Marien-Erscheinungen ändern sich mit den Epochen und dem Zeitgeist, hat Kirchengeschichtler Klieber beobachtet: „Zuerst waren da die spätmittelalterlichen Marienstatuen, die in der darauffolgenden Zeit als wundertätig wahrgenommen wurden und Wallfahrten angezogen haben. Mit der Gegenreformation wurden die Gnadenbilder modern. Mariahilf ist ein typisches Gnadenbild, das die ganze Donau entlang verehrt wurde.“ Mitunter weinten diese Gnadenbilder, wie jenes aus Obermallebarn, das im Cholera-Jahr 1831 vom 9. bis zum 14. Oktober durchgeflennt haben soll.
„Mit dem 19. Jahrhundert kommt die Zeit der Marien-Erscheinungen, denken Sie nur an Lourdes oder Fatima. In ganz Österreich wurden in der Folge Lourdes-Grotten gebaut und Kopien der französischen Statue aufgestellt.“ Womit Klieber auf die Konkurrenz der Wallfahrtsorte untereinander zu sprechen kommt.

Geistliche Kurorte

„Je mehr Wunderberichte sie vorweisen konnten, desto nachhaltiger war der Strom der Wallfahrer dorthin, durchaus vergleichbar mit Kurorten.“ Der Kirchenhistoriker nennt das „einen religiösen Dienstleistungssektor. In früheren Jahrhunderten war die Wallfahrt Teil der Urlaubsregelung. Man durfte ein- bis zwei Mal pro Jahr Wallfahren gehen.“ An Mariä Himmelfahrt, Mariä Geburt, Mariä Lichtmess oder eben Mariä Empfängnis.
Ach ja, die vom eingangs erwähnten Salvatore Caputa für den 27. April 2013 im kärntnerischen Bad St. Leonhard vorhergesagte Marien-Erscheinung hat tatsächlich stattgefunden. Allerdings sah sie nur der selbst ernannte Seher.

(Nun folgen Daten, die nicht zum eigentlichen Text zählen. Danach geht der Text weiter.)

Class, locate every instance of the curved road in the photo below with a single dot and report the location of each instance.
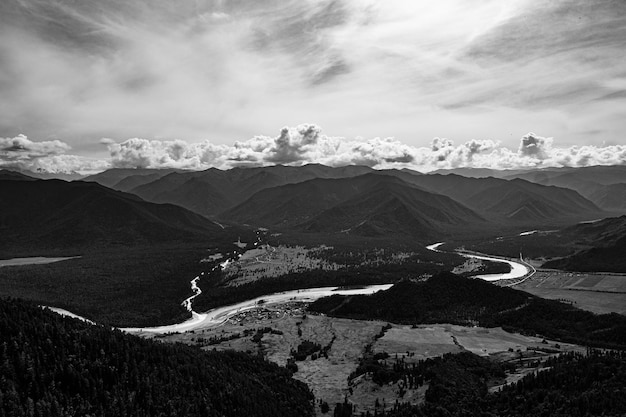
(519, 269)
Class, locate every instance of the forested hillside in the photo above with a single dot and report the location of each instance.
(447, 298)
(55, 366)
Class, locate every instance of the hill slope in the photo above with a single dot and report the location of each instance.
(56, 366)
(447, 298)
(79, 215)
(213, 191)
(511, 201)
(367, 205)
(111, 177)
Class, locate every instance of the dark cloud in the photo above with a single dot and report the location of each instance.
(535, 146)
(291, 145)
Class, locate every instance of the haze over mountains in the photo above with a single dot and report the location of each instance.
(80, 215)
(250, 195)
(370, 205)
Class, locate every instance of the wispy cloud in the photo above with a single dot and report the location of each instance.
(305, 144)
(225, 70)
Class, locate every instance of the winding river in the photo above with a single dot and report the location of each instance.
(218, 316)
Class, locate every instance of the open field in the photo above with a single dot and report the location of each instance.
(276, 331)
(269, 261)
(599, 293)
(122, 287)
(37, 260)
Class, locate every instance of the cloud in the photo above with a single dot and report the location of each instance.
(304, 144)
(223, 70)
(535, 146)
(20, 147)
(22, 153)
(307, 144)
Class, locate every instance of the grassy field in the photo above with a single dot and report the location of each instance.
(129, 287)
(348, 340)
(268, 261)
(598, 293)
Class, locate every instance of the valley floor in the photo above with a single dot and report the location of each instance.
(276, 332)
(596, 292)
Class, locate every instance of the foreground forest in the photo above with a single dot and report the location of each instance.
(56, 366)
(570, 385)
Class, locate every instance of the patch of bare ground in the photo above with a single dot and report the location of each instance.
(277, 331)
(596, 292)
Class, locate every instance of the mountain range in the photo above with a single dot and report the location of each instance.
(79, 215)
(217, 193)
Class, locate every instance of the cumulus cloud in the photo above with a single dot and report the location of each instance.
(307, 144)
(535, 146)
(22, 153)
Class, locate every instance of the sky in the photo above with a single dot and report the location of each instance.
(93, 84)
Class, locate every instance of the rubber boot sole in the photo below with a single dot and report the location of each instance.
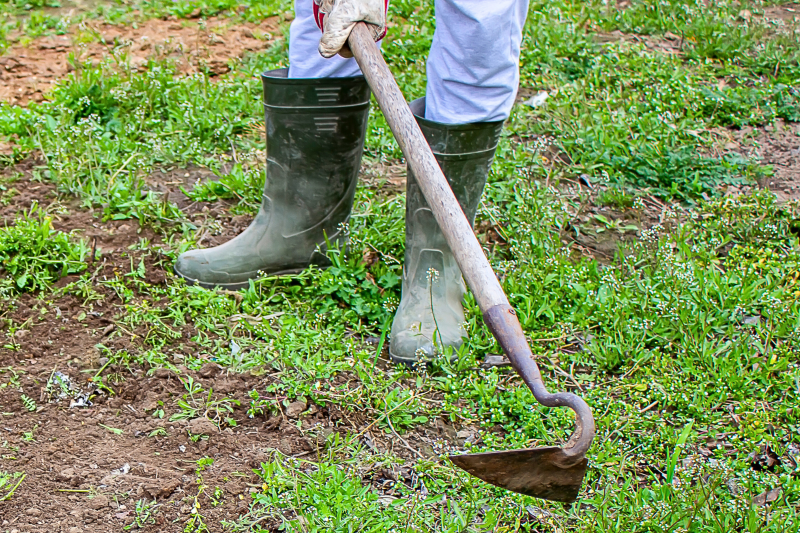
(238, 285)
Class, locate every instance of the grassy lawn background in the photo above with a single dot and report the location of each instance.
(652, 271)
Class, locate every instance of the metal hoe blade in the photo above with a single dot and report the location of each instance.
(549, 473)
(540, 472)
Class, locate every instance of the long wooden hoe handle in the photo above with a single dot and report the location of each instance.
(497, 313)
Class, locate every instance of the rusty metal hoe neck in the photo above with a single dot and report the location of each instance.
(503, 322)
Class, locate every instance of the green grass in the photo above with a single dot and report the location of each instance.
(685, 343)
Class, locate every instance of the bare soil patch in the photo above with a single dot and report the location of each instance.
(27, 72)
(669, 43)
(87, 466)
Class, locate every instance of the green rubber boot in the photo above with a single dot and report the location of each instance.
(431, 314)
(315, 137)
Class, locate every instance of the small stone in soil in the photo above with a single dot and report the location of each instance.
(294, 409)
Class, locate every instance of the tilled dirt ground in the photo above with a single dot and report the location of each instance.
(86, 466)
(27, 72)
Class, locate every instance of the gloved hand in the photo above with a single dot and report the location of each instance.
(336, 18)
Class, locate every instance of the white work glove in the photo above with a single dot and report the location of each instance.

Wunder gibt es immer wieder

Feiertag

Mariä Empfängnis ist in Österreich seit 1955 ein gesetzlicher Feiertag. Die katholische Kirche begeht den „Tag der Empfängnis der Allerheiligsten Gottesmutter durch Anna“ seit 1708.

Legende

Anders als vielfach angenommen wird nicht die Empfängnis Jesu sondern die von Maria, der Mutter Jesu, gefeiert. Anna und Joachim waren lange kinderlos, Dann ging Joachim für 40 Tage in die Wüste, um zu fasten und zu beten. Der Engel Gottes erschien Joachim und teilte ihm mit, dass er und Anna ein Kind bekommen werden. Freudig lief er nach Jerusalem, traf Anna vor dem Tempel, sie umarmten einander und dieser Moment wird als „Mariä Empfängnis“ bezeichnet. Maria ist „unbe- fleckt empfangen“ worden, heißt für Gläubige: frei von Erbsünde.

Shoppen

Seit 1995 dürfen die Geschäf- te am Marienfeiertag offen halten. Heuer aber nicht: Der 8. Dezember fällt auf einen Sonntag.